Ciaglia Florio M, Jost Jürgen, Schwachhöfer Lorenz
Max Planck Institute for Mathematics in the Sciences, 04103 Leipzig, Germany.
Faculty for Mathematics, TU Dortmund University, 44221 Dortmund, Germany.
Entropy (Basel). 2020 Jun 8;22(6):637. doi: 10.3390/e22060637.

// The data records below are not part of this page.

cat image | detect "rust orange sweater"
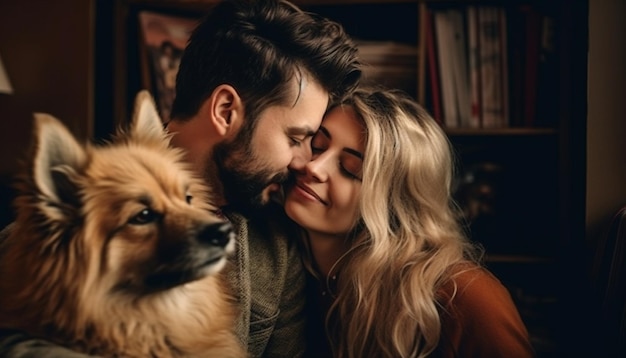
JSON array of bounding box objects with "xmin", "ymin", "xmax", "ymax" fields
[{"xmin": 433, "ymin": 268, "xmax": 535, "ymax": 358}]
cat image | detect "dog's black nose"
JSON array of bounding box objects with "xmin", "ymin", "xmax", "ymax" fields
[{"xmin": 198, "ymin": 222, "xmax": 233, "ymax": 247}]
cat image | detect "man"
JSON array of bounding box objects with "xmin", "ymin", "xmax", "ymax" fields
[{"xmin": 0, "ymin": 0, "xmax": 360, "ymax": 357}]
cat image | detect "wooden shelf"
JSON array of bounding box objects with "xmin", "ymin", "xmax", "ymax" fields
[{"xmin": 444, "ymin": 128, "xmax": 558, "ymax": 136}]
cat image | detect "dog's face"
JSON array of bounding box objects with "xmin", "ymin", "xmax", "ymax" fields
[{"xmin": 18, "ymin": 93, "xmax": 235, "ymax": 295}]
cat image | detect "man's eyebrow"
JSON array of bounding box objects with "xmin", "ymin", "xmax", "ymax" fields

The Jordan product on the self-adjoint part of a finite-dimensional C * -algebra A is shown to give rise to Riemannian metric tensors on suitable manifolds of states on A , and the covariant derivative, the geodesics, the Riemann tensor, and the sectional curvature of all these metric tensors are explicitly computed. In particular, it is proved that the Fisher-Rao metric tensor is recovered in the Abelian case, that the Fubini-Study metric tensor is recovered when we consider pure states on the algebra B ( H ) of linear operators on a finite-dimensional Hilbert space H , and that the Bures-Helstrom metric tensors is recovered when we consider faithful states on B ( H ) . Moreover, an alternative derivation of these Riemannian metric tensors in terms of the GNS construction associated to a state is presented. In the case of pure and faithful states on B ( H ) , this alternative geometrical description clarifies the analogy between the Fubini-Study and the Bures-Helstrom metric tensor.
有限维C* -代数A的自伴部分上的约当积被证明能在A上合适的态流形上产生黎曼度量张量,并且明确计算了所有这些度量张量的协变导数、测地线、黎曼张量和截面曲率。特别地,证明了在阿贝尔情形下可恢复费希尔 - 拉奥度量张量,当考虑有限维希尔伯特空间H上线性算子的代数B(H)上的纯态时可恢复富比尼 - 施图迪度量张量,以及当考虑B(H)上的忠实态时可恢复布雷斯 - 赫尔斯托姆度量张量。此外,给出了根据与一个态相关的GNS构造对这些黎曼度量张量的另一种推导。在B(H)上的纯态和忠实态的情形下,这种替代的几何描述阐明了富比尼 - 施图迪度量张量与布雷斯 - 赫尔斯托姆度量张量之间的类比。